Scenario
Route: /template/customize/10
Where: 10 = ID of Template()
In the controller the model is created based on the template so that the View's model is actually a Customization() object which actually has an Id of 0 because it's new.
In the view I render @Html.HiddenFor( m => m.Id ) and the resulting value of that hidden input is 10, though it should be 0 because m is of type Customization. I've run into this before with MVC 2 and worked around it by not using helper methods.
Questions
Is there annotation or something I can add to the Html Helper method to actually render the correct value?
Is this a bug (MVC seems to be rendering m.Id as the route value regardless of what the actual model is set to in the controller)?
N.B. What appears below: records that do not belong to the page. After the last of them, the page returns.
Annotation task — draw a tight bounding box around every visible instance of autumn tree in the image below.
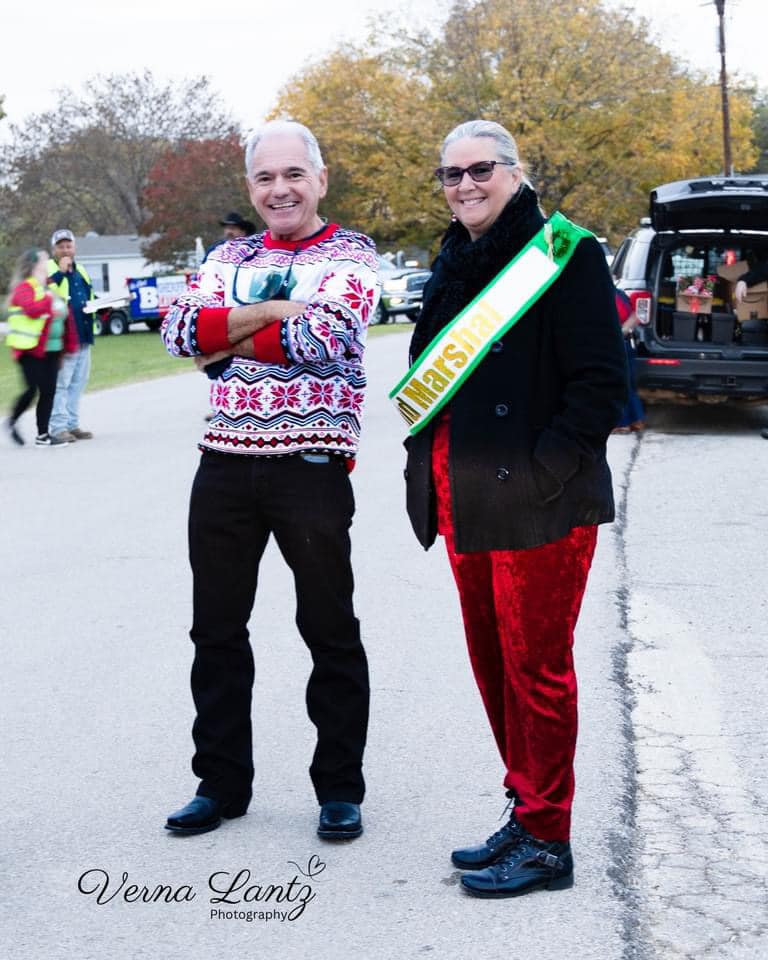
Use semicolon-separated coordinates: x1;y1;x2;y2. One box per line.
0;70;236;258
275;0;755;251
141;134;255;267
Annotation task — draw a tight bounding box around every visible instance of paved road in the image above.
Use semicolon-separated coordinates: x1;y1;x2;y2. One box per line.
0;334;768;960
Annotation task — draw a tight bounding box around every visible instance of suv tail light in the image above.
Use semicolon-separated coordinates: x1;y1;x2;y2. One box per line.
628;290;651;326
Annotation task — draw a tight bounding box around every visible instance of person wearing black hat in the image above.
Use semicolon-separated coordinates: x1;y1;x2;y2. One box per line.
219;213;256;240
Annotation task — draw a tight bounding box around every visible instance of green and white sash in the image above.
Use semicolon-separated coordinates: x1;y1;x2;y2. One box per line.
389;212;593;436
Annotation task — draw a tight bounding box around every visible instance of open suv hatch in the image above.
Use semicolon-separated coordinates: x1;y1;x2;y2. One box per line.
611;174;768;400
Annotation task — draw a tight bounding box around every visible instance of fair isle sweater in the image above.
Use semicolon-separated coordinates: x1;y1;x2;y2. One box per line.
162;225;379;457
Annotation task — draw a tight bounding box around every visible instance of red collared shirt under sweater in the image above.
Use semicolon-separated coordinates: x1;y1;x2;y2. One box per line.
162;224;379;457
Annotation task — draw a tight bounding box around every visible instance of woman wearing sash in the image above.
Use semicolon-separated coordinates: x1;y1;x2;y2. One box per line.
405;120;627;897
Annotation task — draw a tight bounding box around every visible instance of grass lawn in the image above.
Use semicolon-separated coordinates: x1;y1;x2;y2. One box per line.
0;323;413;402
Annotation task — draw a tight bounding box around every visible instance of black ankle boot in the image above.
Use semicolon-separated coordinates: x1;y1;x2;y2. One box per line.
461;834;573;898
451;813;529;870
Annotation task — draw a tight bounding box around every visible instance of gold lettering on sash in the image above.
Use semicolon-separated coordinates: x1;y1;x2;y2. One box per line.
397;397;421;426
421;367;451;393
403;377;437;410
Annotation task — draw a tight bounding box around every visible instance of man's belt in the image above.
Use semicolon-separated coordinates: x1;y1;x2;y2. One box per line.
389;213;593;436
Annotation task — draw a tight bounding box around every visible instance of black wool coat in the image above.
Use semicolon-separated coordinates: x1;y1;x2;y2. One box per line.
405;187;627;553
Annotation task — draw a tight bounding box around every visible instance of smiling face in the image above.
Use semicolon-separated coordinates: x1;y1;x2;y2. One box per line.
247;133;328;240
442;137;522;240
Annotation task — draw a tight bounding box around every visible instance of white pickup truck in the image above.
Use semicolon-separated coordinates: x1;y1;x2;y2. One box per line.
84;273;194;336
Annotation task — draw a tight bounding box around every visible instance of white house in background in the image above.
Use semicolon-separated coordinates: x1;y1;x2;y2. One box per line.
75;232;164;297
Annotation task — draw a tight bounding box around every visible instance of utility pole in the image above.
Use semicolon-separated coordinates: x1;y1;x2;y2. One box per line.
714;0;733;177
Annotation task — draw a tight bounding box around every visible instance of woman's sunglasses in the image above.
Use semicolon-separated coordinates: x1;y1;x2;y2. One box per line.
435;160;517;187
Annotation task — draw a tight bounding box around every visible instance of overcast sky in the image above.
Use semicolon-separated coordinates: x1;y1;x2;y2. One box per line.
0;0;768;138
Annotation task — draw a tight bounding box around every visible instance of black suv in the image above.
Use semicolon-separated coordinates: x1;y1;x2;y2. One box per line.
611;174;768;400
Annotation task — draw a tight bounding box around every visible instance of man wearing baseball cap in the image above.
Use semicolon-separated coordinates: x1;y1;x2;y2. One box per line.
48;230;93;443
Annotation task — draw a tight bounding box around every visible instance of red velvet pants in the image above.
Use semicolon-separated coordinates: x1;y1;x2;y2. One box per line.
432;420;597;841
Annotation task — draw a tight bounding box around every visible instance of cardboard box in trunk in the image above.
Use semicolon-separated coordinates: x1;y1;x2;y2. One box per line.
675;293;713;313
717;260;768;323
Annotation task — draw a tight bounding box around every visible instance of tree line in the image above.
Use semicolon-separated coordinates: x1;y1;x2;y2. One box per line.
0;0;768;283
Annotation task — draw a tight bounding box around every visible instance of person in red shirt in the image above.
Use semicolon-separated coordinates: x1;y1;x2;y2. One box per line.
613;288;645;433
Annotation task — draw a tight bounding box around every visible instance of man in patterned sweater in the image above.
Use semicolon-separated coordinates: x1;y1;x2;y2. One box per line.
163;121;378;840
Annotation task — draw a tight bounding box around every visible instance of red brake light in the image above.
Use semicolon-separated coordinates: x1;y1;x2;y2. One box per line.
628;290;651;326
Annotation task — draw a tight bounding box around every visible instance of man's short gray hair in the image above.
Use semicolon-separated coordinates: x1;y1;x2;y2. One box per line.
245;120;325;177
440;120;531;187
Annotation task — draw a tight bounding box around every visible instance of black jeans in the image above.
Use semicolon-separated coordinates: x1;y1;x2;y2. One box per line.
189;452;369;808
11;351;61;435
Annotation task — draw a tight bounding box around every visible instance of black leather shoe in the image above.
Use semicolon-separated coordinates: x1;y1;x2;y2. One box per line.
461;838;573;898
317;800;363;840
451;814;528;870
165;796;248;836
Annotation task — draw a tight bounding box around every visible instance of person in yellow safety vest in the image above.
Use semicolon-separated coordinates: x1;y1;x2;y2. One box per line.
48;230;93;443
5;248;77;447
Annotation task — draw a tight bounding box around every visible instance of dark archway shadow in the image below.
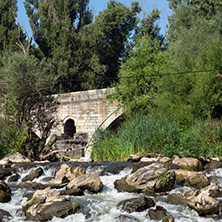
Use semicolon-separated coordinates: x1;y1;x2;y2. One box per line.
64;119;76;139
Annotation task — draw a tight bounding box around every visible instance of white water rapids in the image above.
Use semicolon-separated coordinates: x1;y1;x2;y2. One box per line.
0;164;222;222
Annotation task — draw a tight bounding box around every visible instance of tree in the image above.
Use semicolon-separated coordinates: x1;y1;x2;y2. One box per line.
0;0;25;67
0;53;56;159
25;0;104;92
94;0;140;87
153;0;222;125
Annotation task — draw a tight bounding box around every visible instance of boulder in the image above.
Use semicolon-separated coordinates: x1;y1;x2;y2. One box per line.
0;180;11;203
172;157;203;171
114;163;175;195
127;153;159;162
167;190;199;205
48;164;85;186
23;189;74;221
22;167;44;182
117;197;155;213
60;188;84;196
201;184;222;198
18;182;48;190
204;160;222;172
8;173;20;182
0;168;12;180
174;170;210;189
159;157;171;164
0;153;31;165
115;214;139;222
187;191;220;216
140;157;158;162
67;172;103;193
0;209;11;218
162;216;175;222
148;205;167;220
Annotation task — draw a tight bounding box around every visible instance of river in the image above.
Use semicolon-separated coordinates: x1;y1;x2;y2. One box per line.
0;162;222;222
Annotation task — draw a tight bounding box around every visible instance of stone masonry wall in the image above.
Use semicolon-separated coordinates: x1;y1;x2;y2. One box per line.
48;89;122;143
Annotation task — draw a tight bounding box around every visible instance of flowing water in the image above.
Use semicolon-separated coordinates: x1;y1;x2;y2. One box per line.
0;161;222;222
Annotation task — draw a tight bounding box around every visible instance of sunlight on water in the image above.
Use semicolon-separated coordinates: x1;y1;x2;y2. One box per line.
0;166;222;222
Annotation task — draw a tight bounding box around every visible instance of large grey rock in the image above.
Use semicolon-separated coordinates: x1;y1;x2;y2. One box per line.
114;163;175;195
22;167;44;182
48;164;85;186
187;191;220;216
8;173;20;182
23;189;74;221
0;168;12;180
67;172;103;193
0;209;11;220
115;214;139;222
117;197;155;213
0;180;11;203
18;182;48;190
172;157;203;171
148;206;167;220
0;153;31;165
174;170;210;189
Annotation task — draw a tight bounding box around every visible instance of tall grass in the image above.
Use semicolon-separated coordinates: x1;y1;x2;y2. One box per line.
93;114;222;160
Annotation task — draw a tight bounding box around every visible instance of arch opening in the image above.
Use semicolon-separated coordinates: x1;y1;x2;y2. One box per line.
64;119;76;139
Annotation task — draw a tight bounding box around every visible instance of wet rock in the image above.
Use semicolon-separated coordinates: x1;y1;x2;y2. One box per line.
172;158;203;171
67;172;103;193
22;167;44;182
0;209;11;218
204;160;222;172
167;193;192;205
23;189;74;221
117;197;155;213
187;191;220;216
127;153;148;162
115;215;139;222
140;157;158;163
201;184;222;198
0;180;11;203
148;206;167;220
8;173;20;182
174;170;210;189
60;188;84;196
162;216;175;222
48;164;85;186
127;153;159;162
0;153;31;165
0;168;12;180
18;182;48;190
159;157;171;164
114;163;175;195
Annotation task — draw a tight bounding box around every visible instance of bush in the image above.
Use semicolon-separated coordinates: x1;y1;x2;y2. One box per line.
93;114;222;160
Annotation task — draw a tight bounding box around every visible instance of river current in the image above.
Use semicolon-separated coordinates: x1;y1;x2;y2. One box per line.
0;163;222;222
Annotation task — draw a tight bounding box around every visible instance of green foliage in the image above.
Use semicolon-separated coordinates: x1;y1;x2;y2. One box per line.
92;129;125;161
25;0;105;93
93;0;141;87
93;114;180;160
112;36;165;116
0;95;28;158
93;114;222;160
0;53;56;158
0;0;18;52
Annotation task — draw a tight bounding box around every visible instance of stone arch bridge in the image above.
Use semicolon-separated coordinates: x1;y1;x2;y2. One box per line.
45;89;122;158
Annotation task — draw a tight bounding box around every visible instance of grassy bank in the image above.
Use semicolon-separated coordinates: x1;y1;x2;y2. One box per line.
93;114;222;160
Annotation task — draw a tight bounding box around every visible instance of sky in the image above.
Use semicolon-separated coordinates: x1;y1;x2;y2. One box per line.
18;0;171;38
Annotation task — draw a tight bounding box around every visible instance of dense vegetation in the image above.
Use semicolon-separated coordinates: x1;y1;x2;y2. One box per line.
0;0;222;160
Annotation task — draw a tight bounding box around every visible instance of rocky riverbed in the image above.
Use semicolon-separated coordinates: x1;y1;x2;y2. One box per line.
0;154;222;222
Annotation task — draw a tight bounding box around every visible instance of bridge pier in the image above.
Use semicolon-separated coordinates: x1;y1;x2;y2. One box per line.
44;89;122;158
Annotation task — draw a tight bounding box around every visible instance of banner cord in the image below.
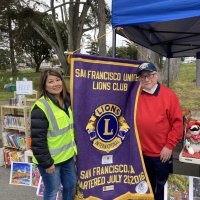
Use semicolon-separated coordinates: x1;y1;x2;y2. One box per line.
71;27;150;61
117;27;150;61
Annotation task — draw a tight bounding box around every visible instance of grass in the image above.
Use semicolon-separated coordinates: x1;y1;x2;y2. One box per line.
0;64;200;110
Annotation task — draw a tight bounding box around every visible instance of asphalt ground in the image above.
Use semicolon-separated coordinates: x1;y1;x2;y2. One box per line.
0;143;200;200
0;167;42;200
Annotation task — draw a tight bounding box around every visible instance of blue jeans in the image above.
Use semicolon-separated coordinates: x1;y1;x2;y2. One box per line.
38;158;77;200
144;156;173;200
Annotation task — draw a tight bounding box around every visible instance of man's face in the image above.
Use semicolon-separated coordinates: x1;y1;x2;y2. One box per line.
139;70;158;90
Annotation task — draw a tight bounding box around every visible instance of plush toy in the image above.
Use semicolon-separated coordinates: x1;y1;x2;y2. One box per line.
185;121;200;154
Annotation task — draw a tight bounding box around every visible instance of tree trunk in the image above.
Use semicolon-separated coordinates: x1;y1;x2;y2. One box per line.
8;14;17;75
30;20;68;73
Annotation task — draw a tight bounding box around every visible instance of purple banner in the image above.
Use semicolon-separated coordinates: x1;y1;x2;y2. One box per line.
70;54;153;200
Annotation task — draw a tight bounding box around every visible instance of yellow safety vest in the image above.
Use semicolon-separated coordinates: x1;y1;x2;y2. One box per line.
32;97;77;164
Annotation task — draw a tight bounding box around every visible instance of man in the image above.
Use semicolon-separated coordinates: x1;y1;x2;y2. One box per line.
136;63;183;200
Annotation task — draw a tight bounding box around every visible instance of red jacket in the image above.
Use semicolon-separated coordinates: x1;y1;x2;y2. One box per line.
136;84;183;157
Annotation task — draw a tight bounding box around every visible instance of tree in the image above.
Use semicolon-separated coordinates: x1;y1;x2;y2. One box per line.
108;43;137;60
0;49;10;70
15;12;67;72
0;0;111;72
0;0;17;75
24;0;111;72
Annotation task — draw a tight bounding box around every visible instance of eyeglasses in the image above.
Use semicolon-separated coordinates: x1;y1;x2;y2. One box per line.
139;73;157;81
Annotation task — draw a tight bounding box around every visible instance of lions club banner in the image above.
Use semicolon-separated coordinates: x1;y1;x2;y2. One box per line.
70;54;153;200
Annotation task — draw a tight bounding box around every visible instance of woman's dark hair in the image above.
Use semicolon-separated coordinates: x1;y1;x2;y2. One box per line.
40;69;69;101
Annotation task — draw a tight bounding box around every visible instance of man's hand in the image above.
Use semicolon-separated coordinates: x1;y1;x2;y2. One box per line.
46;165;56;174
160;147;172;162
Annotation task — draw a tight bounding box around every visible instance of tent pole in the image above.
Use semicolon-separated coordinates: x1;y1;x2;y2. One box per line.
167;58;170;88
196;51;200;87
112;29;116;58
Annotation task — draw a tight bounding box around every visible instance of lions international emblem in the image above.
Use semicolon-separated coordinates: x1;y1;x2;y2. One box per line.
86;104;130;153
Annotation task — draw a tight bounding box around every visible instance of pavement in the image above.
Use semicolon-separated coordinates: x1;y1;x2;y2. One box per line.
0;102;200;200
0;167;42;200
0;143;200;200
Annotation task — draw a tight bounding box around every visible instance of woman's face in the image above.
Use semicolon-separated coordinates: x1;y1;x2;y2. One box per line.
45;75;63;95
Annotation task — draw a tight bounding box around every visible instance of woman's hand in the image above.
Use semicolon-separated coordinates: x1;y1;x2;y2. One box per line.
46;165;56;174
160;147;172;162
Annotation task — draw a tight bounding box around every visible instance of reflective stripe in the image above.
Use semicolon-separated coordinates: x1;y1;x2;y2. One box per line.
47;124;74;137
40;99;59;131
49;141;76;155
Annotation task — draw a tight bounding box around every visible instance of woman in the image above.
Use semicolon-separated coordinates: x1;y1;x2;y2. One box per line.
31;70;77;200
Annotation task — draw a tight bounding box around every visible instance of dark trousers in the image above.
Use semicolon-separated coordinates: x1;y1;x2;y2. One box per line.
144;156;173;200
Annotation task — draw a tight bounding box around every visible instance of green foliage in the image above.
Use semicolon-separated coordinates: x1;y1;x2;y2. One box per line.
170;64;200;110
0;49;10;69
108;44;137;60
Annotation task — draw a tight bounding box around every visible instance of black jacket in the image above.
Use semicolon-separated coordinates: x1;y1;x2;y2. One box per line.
31;94;69;168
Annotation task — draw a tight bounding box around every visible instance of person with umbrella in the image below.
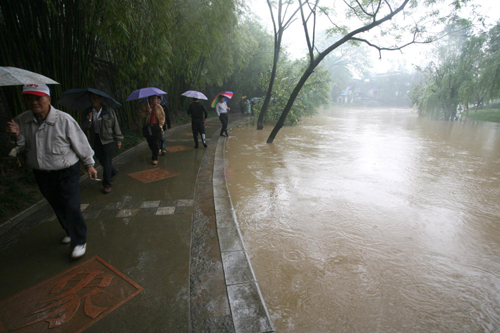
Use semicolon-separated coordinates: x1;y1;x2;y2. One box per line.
160;97;172;155
82;90;123;194
215;95;231;137
141;95;165;165
188;97;208;148
6;84;97;258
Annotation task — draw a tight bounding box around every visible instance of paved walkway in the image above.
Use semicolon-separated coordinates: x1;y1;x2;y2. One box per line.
0;115;273;333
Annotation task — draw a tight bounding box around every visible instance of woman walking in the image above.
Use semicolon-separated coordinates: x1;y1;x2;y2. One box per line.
142;95;165;165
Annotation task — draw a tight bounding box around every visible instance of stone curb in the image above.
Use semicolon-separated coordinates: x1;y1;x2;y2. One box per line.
213;119;275;333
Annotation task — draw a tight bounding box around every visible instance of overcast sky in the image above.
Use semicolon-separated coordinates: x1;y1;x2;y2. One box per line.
251;0;500;72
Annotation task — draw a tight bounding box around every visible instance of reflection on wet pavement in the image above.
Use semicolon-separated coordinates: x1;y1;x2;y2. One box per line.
226;109;500;332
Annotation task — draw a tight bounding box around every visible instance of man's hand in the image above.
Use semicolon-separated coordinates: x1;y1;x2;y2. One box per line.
5;119;19;138
87;165;97;180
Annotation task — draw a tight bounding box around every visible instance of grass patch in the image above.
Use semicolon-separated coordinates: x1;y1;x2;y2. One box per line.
468;109;500;123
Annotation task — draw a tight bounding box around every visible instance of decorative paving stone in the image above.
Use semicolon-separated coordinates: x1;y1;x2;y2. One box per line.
104;202;125;209
160;199;177;207
165;146;193;153
116;209;139;217
0;257;143;333
129;168;180;184
123;201;142;209
141;200;160;208
156;207;175;215
99;209;118;218
176;199;194;206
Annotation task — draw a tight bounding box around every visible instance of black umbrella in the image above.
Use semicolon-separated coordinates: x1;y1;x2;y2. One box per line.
57;88;122;111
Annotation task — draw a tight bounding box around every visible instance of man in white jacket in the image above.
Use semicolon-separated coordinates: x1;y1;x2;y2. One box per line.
7;84;97;258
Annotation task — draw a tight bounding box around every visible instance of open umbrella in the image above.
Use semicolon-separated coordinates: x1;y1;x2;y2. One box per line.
181;90;208;100
57;88;121;111
0;66;59;86
210;91;233;108
250;97;263;105
127;87;167;102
Additional code for clarification
View
@model Project.Core.Domain.Customization
@using( Html.BeginForm( "save", "customization" ) )
{
@Html.HiddenFor( m => m.Id )
@Html.HiddenFor( m => m.Template.Id )
<button type="submit" id="save" name="save">Save</button>
}
Controller
public ActionResult Customize( int id )
{
var template = Persistence.Data.RetrieveObject<Template>( id );
var model = new Customization();
ViewBag.Template = template;
return ( View( model ) );
}
Solution
Changed signature of Action to:
public ActionResult Customize( int TemplateId ){ ... }
Changed link to action as such:
@Html.ActionLink( "customize", "customize", new { TemplateId = template.Id } )
I end up with a url that looks like
/template/customize?TemplateId=10
It's uglier, but I get to keep my view clean with model.Id so this is a win for me.